Тогда Морган дотянулся до занавески на окне, замерев на короткое время, поскольку увидел свет в окнах губернаторского дома. Но потом задернул занавеску и вновь занялся своим делом.
Глава четвертая
Сара оглядывала из-под вуали припортовые ряды прилавков и палаток. В половине одиннадцатого утра там было множество народу, местных и англичан по виду. Большинство изучали только что привезенные со всего света товары. Торговали здесь всем, чем угодно, от вяленой рыбы до Библии и даже коньков, что заставило Сару улыбнуться: коньки в Британской Гвинее нужны были не больше, чем шерстяная одежда, которой здесь, впрочем, тоже продавалось немало. Была и мебель: диваны, позолоченные зеркала – для европейских гостиных. Сердцем базара был «маленький Китай», где китайцы продавали шелка, изделия из слоновой кости, фарфор. Поговаривали, что там можно купить опиум.
Днем рынок был всегда оживлен, но после захода солнца люди в здравом уме там не появлялись. Грабежи и убийства были обычным делом. Даже белым днем карманников там было не меньше, чем мух, так что зевать было никак нельзя. Поэтому Сара, сопровождаемая Каном, крепко держала сумочку и осторожно пробиралась между рядами в поисках американца.
Нелегко ей было принять решение в последний раз увидеться с Морганом Кейном. Она уже отчаивалась. Ей нужно было как-то убедить его отправиться в Жапуру, хотя бы для этого пришлось дать ему еще денег. Надо было найти средства для этого, пусть даже продав экзотическое изумрудное обручальное кольцо, которое подарил ей Норман. Оно казалось Саре яркой побрякушкой, но она об этом молчала, чтобы не обидеть Нормана. Девушка просто носила кольцо при нем, а когда его не было рядом – снимала.
Воздух был душный и тяжелый. В нем смешались запахи немытых тел, табачного дыма, едкий аромат черепаховой парфюмерии.
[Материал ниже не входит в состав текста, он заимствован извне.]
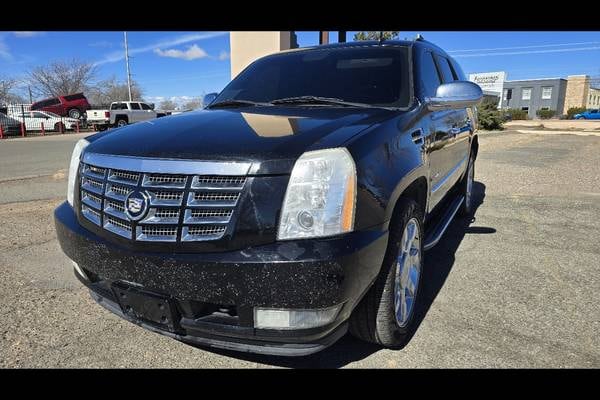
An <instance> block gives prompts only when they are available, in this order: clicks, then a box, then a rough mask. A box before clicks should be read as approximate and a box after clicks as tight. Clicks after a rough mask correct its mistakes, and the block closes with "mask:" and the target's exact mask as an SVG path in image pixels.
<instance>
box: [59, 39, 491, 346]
mask: <svg viewBox="0 0 600 400" xmlns="http://www.w3.org/2000/svg"><path fill="white" fill-rule="evenodd" d="M316 77H318V78H316ZM482 96H483V93H482V91H481V88H480V87H479V86H477V85H476V84H475V83H472V82H469V81H467V78H466V77H465V75H464V73H463V71H462V69H461V68H460V66H459V65H458V64H457V63H456V61H455V60H454V59H453V58H451V57H450V56H449V55H448V54H447V53H446V52H444V51H443V50H442V49H440V48H439V47H437V46H435V45H434V44H432V43H429V42H427V41H425V40H423V39H421V38H419V39H417V40H415V41H383V42H378V41H372V42H369V41H364V42H353V43H344V44H336V45H327V46H319V47H314V48H308V49H298V50H293V51H287V52H282V53H278V54H274V55H270V56H266V57H263V58H260V59H258V60H256V61H255V62H253V63H252V64H251V65H250V66H248V67H247V68H246V69H245V70H244V71H243V72H241V73H240V74H239V75H238V76H237V77H236V78H235V79H233V80H232V81H231V82H230V83H229V84H228V85H227V87H225V89H224V90H223V91H222V92H221V93H220V94H219V95H218V96H217V98H215V99H214V101H212V102H211V103H210V105H208V107H207V108H206V109H204V110H198V111H193V112H189V113H183V114H180V115H174V116H169V117H165V118H161V119H158V120H156V121H153V123H152V124H136V125H132V126H125V127H121V128H118V129H116V130H115V131H114V132H115V133H114V134H107V133H106V132H105V133H98V134H95V135H92V136H89V137H87V138H86V139H82V140H80V141H79V142H78V143H77V144H76V146H75V149H74V151H73V154H72V158H71V164H70V168H69V180H68V194H67V202H65V203H63V204H62V205H60V206H59V207H58V208H57V209H56V211H55V214H54V215H55V221H56V229H57V236H58V239H59V242H60V245H61V247H62V249H63V251H64V252H65V253H66V255H67V256H68V257H69V258H70V259H72V260H73V265H74V273H75V274H76V276H77V278H78V279H79V280H80V281H81V282H82V283H83V284H84V285H85V286H87V287H88V288H89V289H90V293H91V295H92V297H93V298H94V299H95V300H96V301H97V302H98V303H99V304H100V305H102V306H103V307H105V308H106V309H108V310H110V311H111V312H113V313H115V314H117V315H119V316H121V317H122V318H125V319H127V320H129V321H131V322H134V323H136V324H138V325H140V326H142V327H145V328H147V329H150V330H152V331H153V332H158V333H162V334H164V335H167V336H169V337H172V338H175V339H178V340H182V341H185V342H191V343H196V344H201V345H206V346H213V347H220V348H226V349H230V350H240V351H250V352H258V353H267V354H278V355H305V354H309V353H313V352H316V351H319V350H322V349H323V348H325V347H327V346H329V345H331V344H332V343H334V342H335V341H336V340H338V339H339V338H340V337H342V336H343V335H344V334H345V333H346V332H347V331H348V330H350V332H351V333H352V334H354V335H355V336H357V337H358V338H360V339H363V340H366V341H369V342H373V343H377V344H379V345H383V346H387V347H390V348H398V347H401V346H402V345H404V344H405V343H406V341H407V340H408V339H409V338H410V336H411V334H412V332H414V330H415V329H416V327H417V326H418V324H419V319H418V317H416V315H419V314H418V312H417V311H416V310H419V309H420V310H423V307H425V306H426V304H427V303H426V301H427V300H426V298H427V295H426V293H428V287H427V285H429V284H430V282H429V281H428V279H431V278H433V277H434V275H435V274H432V273H426V271H425V270H426V269H427V268H435V267H436V266H435V265H432V264H431V263H428V264H424V263H423V256H424V252H425V251H427V250H429V249H430V248H432V247H433V246H435V245H436V244H437V243H438V242H440V241H441V240H442V238H443V235H444V232H445V230H446V228H447V227H448V225H449V224H450V222H451V220H452V219H453V218H454V217H455V215H465V216H467V217H468V218H471V217H470V215H472V213H473V207H474V202H473V201H474V200H473V179H474V168H475V160H476V158H477V151H478V147H479V146H478V138H477V134H476V128H477V116H476V114H475V113H474V112H473V108H474V107H475V106H476V104H477V103H478V102H480V101H481V98H482ZM450 240H453V239H450ZM73 318H77V316H76V315H73Z"/></svg>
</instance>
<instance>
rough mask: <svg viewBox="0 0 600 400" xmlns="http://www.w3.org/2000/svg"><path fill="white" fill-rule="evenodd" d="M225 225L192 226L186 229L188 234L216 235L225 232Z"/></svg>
mask: <svg viewBox="0 0 600 400" xmlns="http://www.w3.org/2000/svg"><path fill="white" fill-rule="evenodd" d="M225 229H226V227H225V226H218V225H209V226H193V227H190V228H189V229H188V234H189V235H192V236H206V235H218V234H222V233H224V232H225Z"/></svg>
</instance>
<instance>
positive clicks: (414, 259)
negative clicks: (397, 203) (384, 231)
mask: <svg viewBox="0 0 600 400" xmlns="http://www.w3.org/2000/svg"><path fill="white" fill-rule="evenodd" d="M399 201H400V202H401V203H400V204H399V205H398V206H399V207H400V209H399V213H398V214H397V216H396V217H394V220H393V221H392V224H393V225H392V226H393V227H392V228H391V229H390V238H389V242H388V249H387V251H386V254H385V258H384V261H383V265H382V268H381V271H380V273H379V276H378V277H377V279H376V281H375V283H374V284H373V286H372V287H371V289H369V292H368V293H367V294H366V295H365V297H364V298H363V299H362V300H361V302H360V303H359V305H358V306H357V307H356V309H355V310H354V312H353V314H352V316H351V318H350V332H351V333H352V335H354V336H356V337H357V338H359V339H362V340H365V341H368V342H372V343H376V344H379V345H383V346H386V347H389V348H399V347H401V346H403V345H404V344H405V343H406V340H407V339H408V338H409V335H410V334H411V332H412V331H413V329H414V327H415V313H416V310H417V309H418V306H419V304H420V297H419V293H420V292H422V290H421V287H422V286H423V282H422V279H421V278H422V276H423V265H424V264H423V256H422V255H423V239H424V237H423V212H422V211H421V208H420V207H419V205H418V204H417V203H416V202H415V201H414V200H411V199H400V200H399ZM421 297H422V296H421Z"/></svg>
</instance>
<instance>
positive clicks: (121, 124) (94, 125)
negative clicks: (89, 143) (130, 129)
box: [87, 101, 165, 130]
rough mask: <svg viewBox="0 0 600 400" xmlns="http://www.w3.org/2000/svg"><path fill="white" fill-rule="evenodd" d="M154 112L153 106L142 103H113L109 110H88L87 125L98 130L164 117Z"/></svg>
mask: <svg viewBox="0 0 600 400" xmlns="http://www.w3.org/2000/svg"><path fill="white" fill-rule="evenodd" d="M164 115H165V114H164V113H161V112H159V111H155V110H154V107H153V105H151V104H148V103H145V102H143V101H115V102H112V103H111V104H110V109H109V110H88V111H87V123H88V125H92V126H95V127H96V128H98V129H99V130H103V129H106V128H107V127H113V126H125V125H127V124H133V123H134V122H140V121H146V120H149V119H154V118H157V117H162V116H164Z"/></svg>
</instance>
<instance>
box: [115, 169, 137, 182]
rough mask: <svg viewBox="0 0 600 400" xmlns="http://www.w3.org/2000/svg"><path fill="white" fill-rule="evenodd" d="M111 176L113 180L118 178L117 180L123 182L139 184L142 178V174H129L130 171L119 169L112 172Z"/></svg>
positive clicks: (135, 173)
mask: <svg viewBox="0 0 600 400" xmlns="http://www.w3.org/2000/svg"><path fill="white" fill-rule="evenodd" d="M110 175H111V177H112V178H116V179H119V180H123V181H132V182H137V180H138V179H139V178H140V174H137V173H133V172H128V171H122V170H118V169H113V170H111V171H110Z"/></svg>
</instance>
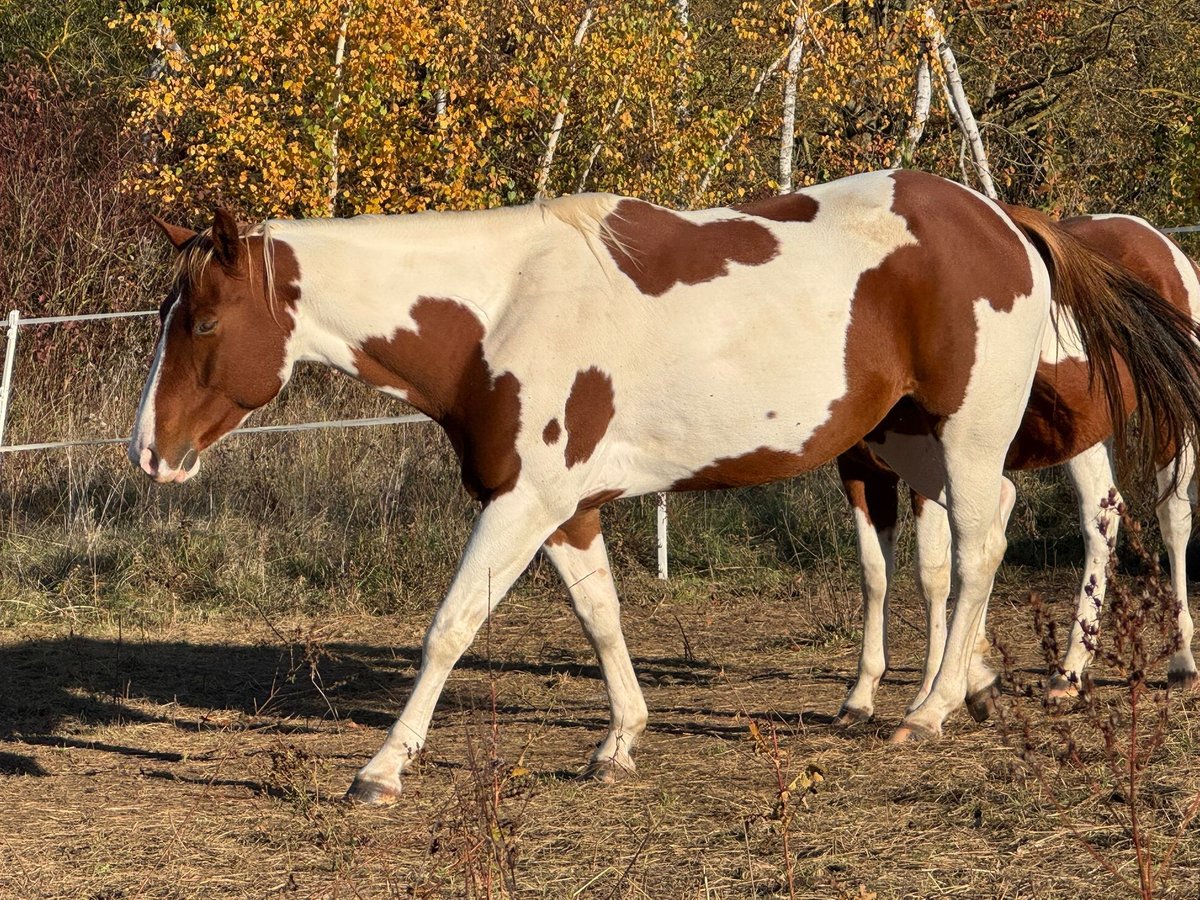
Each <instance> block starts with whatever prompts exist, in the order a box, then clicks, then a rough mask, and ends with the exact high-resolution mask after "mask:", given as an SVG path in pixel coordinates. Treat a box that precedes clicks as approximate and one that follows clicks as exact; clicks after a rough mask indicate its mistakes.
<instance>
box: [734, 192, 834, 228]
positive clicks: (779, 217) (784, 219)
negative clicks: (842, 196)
mask: <svg viewBox="0 0 1200 900" xmlns="http://www.w3.org/2000/svg"><path fill="white" fill-rule="evenodd" d="M820 208H821V204H820V203H817V202H816V200H815V199H812V198H811V197H809V196H808V194H804V193H785V194H776V196H774V197H764V198H762V199H760V200H751V202H750V203H742V204H738V205H737V206H734V208H733V209H736V210H737V211H738V212H744V214H746V215H748V216H755V217H756V218H769V220H772V221H773V222H811V221H812V220H814V218H816V217H817V210H818V209H820Z"/></svg>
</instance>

Покупатели толпились у прилавков, глазея на разложенную всякую всячину, кричали, шептались, все это перемежалось грубым хохотом. В глубине базара ряды стояли теснее и света здесь было меньше. Сушеные кожи боа и черепа тапиров жутковато смотрелись в этом сумраке. Тут и там какие-то оборванцы, расстелив покрывала прямо на земле, тоже чем-то торговали, больше всего украшениями, вырезанными из местных пород деревьев. Были и более совершенные вещи, очевидно, украденные в городе из богатых домов.
Сара прижалась к Кану, а тот расталкивал замешкавшихся индейцев. Едва ли возможно найти американца в такой сутолоке…
Вдруг девушка остановилась.
Табачный дым, висевший в воздухе, лез в глаза и в нос, так что ей пришлось потереть глаза и перевести дыхание. Да, в толпе явно мелькнул американец. Забыв о Кане, Сара бросилась сквозь толпу, спотыкаясь о сломанные ящики и скользя на валявшихся на земле кусках выпотрошенной рыбы, пока не остановилась перед прилавком американца.
Он стоял, опустив голову, так что темные волосы спадали ему на лицо, и считал деньги. Его расстегнутая некогда белая рубаха была грязной и мокрой от пота, а рукава были закатаны до локтей. Во рту торчала сигара.
Сара кашлянула.
Не поворачивая головы, он поглядел в ее сторону из-под мешавших ему волос. Девушка почувствовала сильное волнение. Когда Кейн смотрел на нее не мигая, она чувствовала в нем какую-то неожиданную уязвимость, которая буквально разоружила ее. А ведь всего минуту назад Сара полагала, что уж теперь-то она заставит американца выслушать ее до конца. Однако высокомерие почти моментально вернулось к Кейну. Сара заметила это по его плотно сжатым губам и сузившимся глазам.